Ein Buch für viele Sinne

Obwohl ich der Auffassung bin, dass das Buch gerade wegen der sprachlichen und historischen Besonderheiten hätte mit zusätzlichen Anmerkungen sowie einem überarbeiteten und angepassten Glossar versehen werden können, kann ich die Lektüre durchaus empfehlen. Auch wenn es eine sehr strukturierte Lesemethode erfordert, um sich nicht durch die ergänzenden Texte der verschiedenen Tagebücher und Journale aus dem Lesefluss des eigentlichen Textes bringen zu lassen, machen jedoch gerade diese den Reiz der illustrierten Edition aus.
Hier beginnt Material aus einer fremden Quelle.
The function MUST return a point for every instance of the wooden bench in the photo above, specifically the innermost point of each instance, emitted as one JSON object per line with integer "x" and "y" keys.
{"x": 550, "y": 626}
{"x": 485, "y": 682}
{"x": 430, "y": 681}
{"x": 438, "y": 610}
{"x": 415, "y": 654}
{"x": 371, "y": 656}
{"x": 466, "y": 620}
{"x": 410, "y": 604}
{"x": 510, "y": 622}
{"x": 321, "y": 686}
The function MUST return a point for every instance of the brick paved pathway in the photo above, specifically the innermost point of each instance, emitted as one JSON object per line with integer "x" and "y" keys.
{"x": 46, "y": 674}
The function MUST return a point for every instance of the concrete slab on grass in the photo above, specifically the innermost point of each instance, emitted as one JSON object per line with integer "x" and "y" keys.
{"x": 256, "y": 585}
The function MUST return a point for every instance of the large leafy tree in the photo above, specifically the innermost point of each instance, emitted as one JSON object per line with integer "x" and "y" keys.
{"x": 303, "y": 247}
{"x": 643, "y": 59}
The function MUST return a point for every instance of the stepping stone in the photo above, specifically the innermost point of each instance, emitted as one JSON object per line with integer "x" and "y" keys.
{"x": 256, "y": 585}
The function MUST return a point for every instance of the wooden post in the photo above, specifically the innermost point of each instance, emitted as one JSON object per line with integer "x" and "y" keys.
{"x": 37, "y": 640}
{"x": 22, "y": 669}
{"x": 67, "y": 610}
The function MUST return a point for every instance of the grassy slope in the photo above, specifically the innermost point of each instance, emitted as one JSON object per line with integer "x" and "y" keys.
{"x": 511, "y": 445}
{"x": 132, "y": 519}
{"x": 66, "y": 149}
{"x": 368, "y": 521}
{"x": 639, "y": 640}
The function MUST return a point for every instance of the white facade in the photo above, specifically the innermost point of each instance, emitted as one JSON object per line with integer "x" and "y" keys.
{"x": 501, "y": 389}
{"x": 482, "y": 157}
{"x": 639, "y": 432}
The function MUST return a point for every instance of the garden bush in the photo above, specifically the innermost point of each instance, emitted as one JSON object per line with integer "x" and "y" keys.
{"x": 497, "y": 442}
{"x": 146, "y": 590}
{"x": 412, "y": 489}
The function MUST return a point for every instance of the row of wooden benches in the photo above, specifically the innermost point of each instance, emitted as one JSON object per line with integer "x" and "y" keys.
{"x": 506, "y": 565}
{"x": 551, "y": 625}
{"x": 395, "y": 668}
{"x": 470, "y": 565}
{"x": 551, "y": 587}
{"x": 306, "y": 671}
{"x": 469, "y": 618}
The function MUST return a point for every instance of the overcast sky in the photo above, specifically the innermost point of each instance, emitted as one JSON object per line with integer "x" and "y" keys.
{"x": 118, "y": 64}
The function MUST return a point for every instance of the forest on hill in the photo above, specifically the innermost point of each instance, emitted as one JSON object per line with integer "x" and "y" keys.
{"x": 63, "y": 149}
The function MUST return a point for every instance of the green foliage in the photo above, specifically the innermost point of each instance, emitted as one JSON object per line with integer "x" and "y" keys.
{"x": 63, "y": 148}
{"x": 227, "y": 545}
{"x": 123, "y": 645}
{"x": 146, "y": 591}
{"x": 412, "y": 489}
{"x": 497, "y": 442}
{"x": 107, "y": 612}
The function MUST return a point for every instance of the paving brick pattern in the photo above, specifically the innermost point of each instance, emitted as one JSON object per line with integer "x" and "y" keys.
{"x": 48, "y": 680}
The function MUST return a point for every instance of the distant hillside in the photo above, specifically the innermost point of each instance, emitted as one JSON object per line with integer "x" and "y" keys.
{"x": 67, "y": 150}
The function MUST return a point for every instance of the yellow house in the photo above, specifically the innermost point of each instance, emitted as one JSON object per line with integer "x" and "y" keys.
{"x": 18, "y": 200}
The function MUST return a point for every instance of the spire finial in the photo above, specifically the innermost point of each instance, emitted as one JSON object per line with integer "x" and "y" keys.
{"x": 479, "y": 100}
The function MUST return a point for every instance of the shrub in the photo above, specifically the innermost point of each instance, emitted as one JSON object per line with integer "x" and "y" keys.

Die historischen und modernen Abbildungen vermitteln zudem ein visuelles Verständnis für die Zeit und den Geist die Darwins heute so selbstverständlichen Erkenntnisse damals so revolutionär erscheinen ließen.

Charles Darwin: Die Entstehung der Arten. Illustrierte Edition. Theiss 2017. Gebunden mit Schutzumschlag, 544 Seiten.